Quebec provincial police say 37-year-old officer Vincent Roy of the Bromont police department died at the scene.

Read More...

Canada Officer Fatally Struck by Truck - Officer.com


----------



## pahapoika

R.I.P. Officer Roy


----------



## kwflatbed

Officer Vincent Roy

*Police de Bromont
Québec
*End of Watch: Thursday, December 1, 2011Biographical Info
*Age:* 37
*Tour of Duty:* Not available
*Badge Number:* Not available
Incident Details
*Cause of Death:* Struck by vehicle
*Date of Incident:* Thursday, December 1, 2011
*Weapon Used:* Not available
*Suspect Info:* Not available
Officer Vincent Roy was struck and killed by a vehicle while 
conducting a traffic stop on Highway 139 at approximately 11:30 
am.

He was completing the stop and returning the driver's license and 
registration papers to the driver when a truck struck his patrol, 
and then struck him. He succumbed to his injuries at the scene.

Officer Roy had served with the Police de Bromont for only a few 
months and had previously served with the Royal Canadian 
Mounted Police. He is survived by his wife and two children.

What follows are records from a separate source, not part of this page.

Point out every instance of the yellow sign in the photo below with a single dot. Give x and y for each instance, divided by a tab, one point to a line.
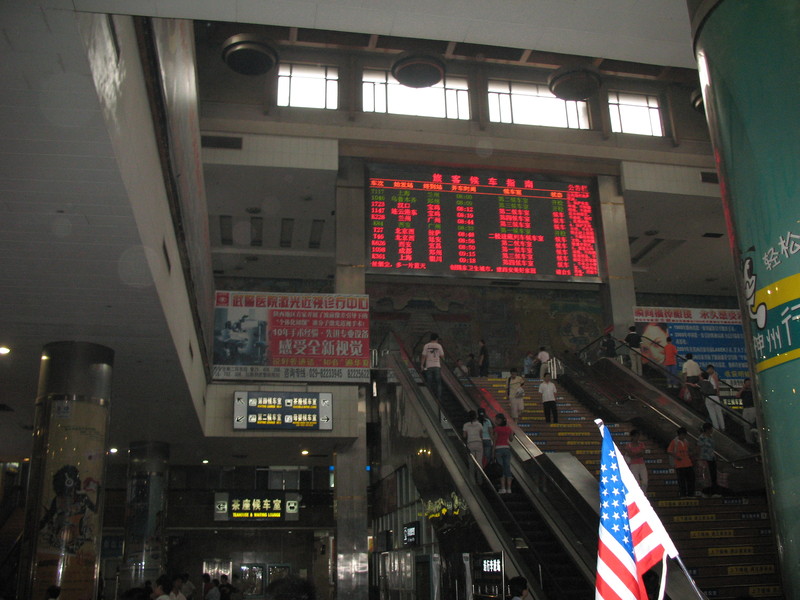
711	533
732	551
752	570
693	518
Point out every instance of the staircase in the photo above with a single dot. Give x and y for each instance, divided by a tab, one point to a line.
726	542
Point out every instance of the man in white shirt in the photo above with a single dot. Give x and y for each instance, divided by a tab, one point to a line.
431	363
548	391
162	588
543	357
691	370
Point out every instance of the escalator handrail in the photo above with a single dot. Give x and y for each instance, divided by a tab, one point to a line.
424	401
523	450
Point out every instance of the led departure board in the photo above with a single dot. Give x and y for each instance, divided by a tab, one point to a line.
428	220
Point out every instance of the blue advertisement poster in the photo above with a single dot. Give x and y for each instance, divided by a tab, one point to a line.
713	336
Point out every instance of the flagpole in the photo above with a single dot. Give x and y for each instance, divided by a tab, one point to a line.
697	590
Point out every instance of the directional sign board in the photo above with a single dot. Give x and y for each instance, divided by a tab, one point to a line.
285	411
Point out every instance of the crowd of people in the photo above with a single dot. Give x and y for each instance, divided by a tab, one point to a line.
180	587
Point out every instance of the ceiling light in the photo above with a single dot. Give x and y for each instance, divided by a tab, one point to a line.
256	231
248	54
418	70
226	230
315	239
574	82
287	228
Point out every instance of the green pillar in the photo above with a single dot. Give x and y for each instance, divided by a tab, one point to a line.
748	53
63	517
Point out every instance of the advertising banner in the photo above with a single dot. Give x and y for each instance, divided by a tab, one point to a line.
713	336
291	337
287	411
70	527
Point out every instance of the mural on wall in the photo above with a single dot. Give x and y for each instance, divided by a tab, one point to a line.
511	321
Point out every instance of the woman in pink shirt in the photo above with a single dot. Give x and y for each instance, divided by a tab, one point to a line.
502	451
634	452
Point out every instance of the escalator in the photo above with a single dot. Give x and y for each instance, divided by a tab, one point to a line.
616	394
547	533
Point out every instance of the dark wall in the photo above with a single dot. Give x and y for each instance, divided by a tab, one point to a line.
512	321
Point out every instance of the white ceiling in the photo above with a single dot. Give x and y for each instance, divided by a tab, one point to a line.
71	265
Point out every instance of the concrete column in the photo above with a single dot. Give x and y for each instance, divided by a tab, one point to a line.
619	294
352	479
747	53
63	519
351	251
145	514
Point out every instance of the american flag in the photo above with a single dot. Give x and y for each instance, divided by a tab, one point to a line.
632	538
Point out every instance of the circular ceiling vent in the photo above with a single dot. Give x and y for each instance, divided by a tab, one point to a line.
248	54
418	70
574	82
696	100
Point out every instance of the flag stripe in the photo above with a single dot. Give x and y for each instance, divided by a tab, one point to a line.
632	538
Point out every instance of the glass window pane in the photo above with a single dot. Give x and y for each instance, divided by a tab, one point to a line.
616	124
380	98
332	100
372	75
498	86
308	93
494	108
635	119
583	115
283	91
451	104
367	97
655	123
463	104
507	115
308	71
632	99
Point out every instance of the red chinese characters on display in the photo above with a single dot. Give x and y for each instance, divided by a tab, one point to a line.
516	241
378	241
465	225
471	222
434	232
584	252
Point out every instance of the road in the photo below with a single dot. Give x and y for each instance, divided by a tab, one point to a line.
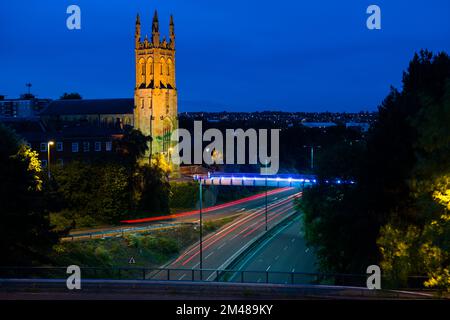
170	221
284	251
221	247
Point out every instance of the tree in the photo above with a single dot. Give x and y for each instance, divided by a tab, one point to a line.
25	232
400	177
132	146
152	190
71	96
92	194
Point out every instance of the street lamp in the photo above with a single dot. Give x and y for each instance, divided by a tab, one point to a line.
169	153
312	154
201	232
49	144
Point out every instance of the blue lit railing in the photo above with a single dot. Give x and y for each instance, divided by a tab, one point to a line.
253	179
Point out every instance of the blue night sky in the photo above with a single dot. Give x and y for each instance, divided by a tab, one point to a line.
231	55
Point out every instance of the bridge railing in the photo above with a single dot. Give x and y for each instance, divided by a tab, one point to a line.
174	274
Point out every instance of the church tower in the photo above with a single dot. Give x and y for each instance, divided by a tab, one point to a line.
155	93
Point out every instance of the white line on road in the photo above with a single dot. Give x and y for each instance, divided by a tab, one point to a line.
221	246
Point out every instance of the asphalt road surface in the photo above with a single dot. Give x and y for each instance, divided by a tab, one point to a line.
224	245
284	251
168	221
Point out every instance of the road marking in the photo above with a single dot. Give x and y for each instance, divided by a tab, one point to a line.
221	246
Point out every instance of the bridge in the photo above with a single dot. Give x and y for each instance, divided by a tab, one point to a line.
260	180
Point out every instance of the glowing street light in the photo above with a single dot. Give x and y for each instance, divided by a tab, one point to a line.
49	144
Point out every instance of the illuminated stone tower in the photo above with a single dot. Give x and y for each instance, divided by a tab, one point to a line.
155	93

Agency Contact Information
Police de Bromont
90 Boul de Bromont
Bromont, QC J2L 1A1

Phone: (450) 534-3131


----------



## DEI8

Rest in Peace


----------



## CJIS

RIP Sir.


----------



## ShmitDiesel

RIP


----------



## kwflatbed

Community Peace Officer Rod Lazenby

*Municipal District of Foothills Protective Services*
*Alberta*

End of Watch: Friday, August 10, 2012

Biographical Info
*Age:* Not available
*Tour of Duty:* Not available
*Badge Number:* Not available
Incident Details*Cause of Death:* Assault
*Date of Incident:* Friday, August 10, 2012
*Weapon Used:* Person
*Suspect Info:* In custody
Community Peace Officer Rod Lazenby was killed during a
confrontation with a subject on a rural ranch who was illegally
housing over 30 dogs.

Officer Lazenby had gone to the ranch to speak to the man
about the repeated offense when a confrontation occurred and
Officer Lazenby was critically injured. The subject who was
involved in the confrontation with him then drove him to a
police station in Calgary. He was then transported to a nearby
hospital where he was pronounced dead.

The subject was taken into custody with charges pending.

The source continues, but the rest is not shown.